Sep 18, 2014
October 4, 2014 marks an historic moment in the life of the Catholic Church in the United States. For the first time ever, the Rite of Beatification will take place on American soil. In this ceremony, the Church officially recognizes the heroic sanctity of someone who has died and allows the faithful to honor this person with devotion on a local level and to pray to this person for their needs.
In 1945, the Holy See authorized Bishop McLaughlin, the first Bishop of Paterson, to begin the process of investigation into the life and sanctity of Sr. Miriam Teresa Demjanovich of the Sisters of Charity of St. Elizabeth of Convent Station. Her life was short, a mere 26 years. But, her holiness was profound.
Born in Bayonne, New Jersey on March 26, 1901, she grew up, in full view of New Jersey’s oil refineries, as the youngest of seven children. By rite, she was a Ruthenian Catholic.

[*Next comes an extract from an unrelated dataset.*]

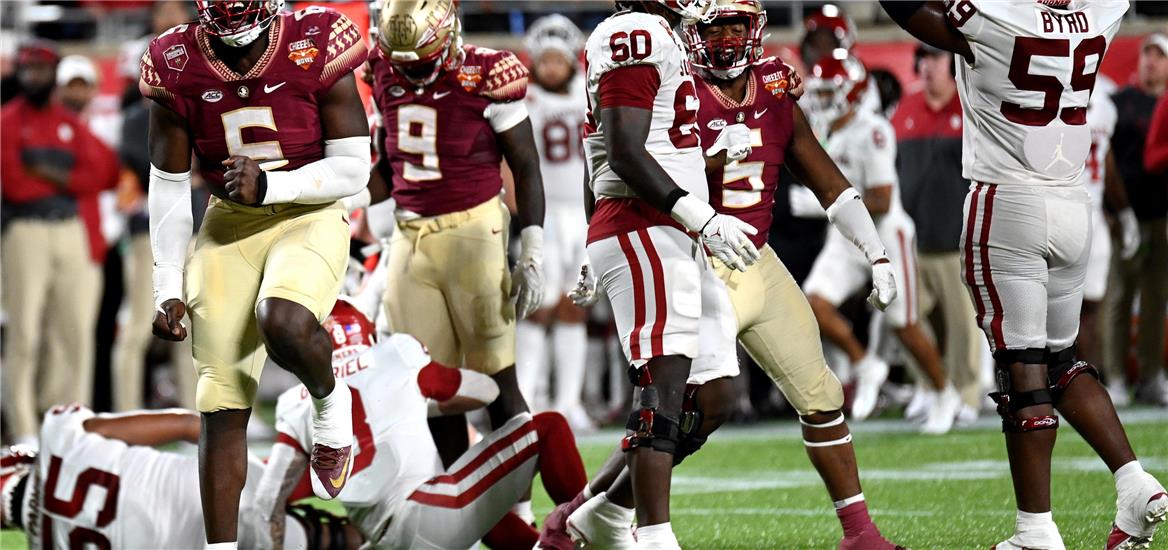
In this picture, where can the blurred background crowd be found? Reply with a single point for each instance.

In the eyes of the world, she lived a normal life. She graduated from the local public high school. She enjoyed music, poetry, theatre and dance appropriate to young women of her age. But, beneath the ordinary experiences of home, parish, school and friends, she was nurturing an extraordinary relationship with God. During her brief teaching career at the Academy of Saint Aloysius in Jersey City, others could not help notice her deep humility and faith.
On February 11, 1925, Miriam Teresa, encouraged by her priest brother, entered the Sisters of Charity. As a postulant and novice, she began teaching at the Academy of Saint Elizabeth, Convent Station. When she became gravely ill two years later and was at the point of death, she made her religious profession on April 2, 1927. Shortly thereafter, on May 8, 1927, she died.
Her simplicity, devotion, humility and prayer made a deep and lasting impression on those who knew her. Her spiritual director immediately recognized her unique holiness and asked her to write conferences for him to deliver to the other novices. Her profound insights are applicable to all, not just religious. Her writings are saturated with Sacred Scripture. Long before the renewal of Sacred Scripture, promoted by the Second Vatican Council, Sr. Miriam Teresa had discovered the Word of God as the wellspring of wisdom and holiness. Published after her death in the book Greater Perfection, her writings continue to lead others to God.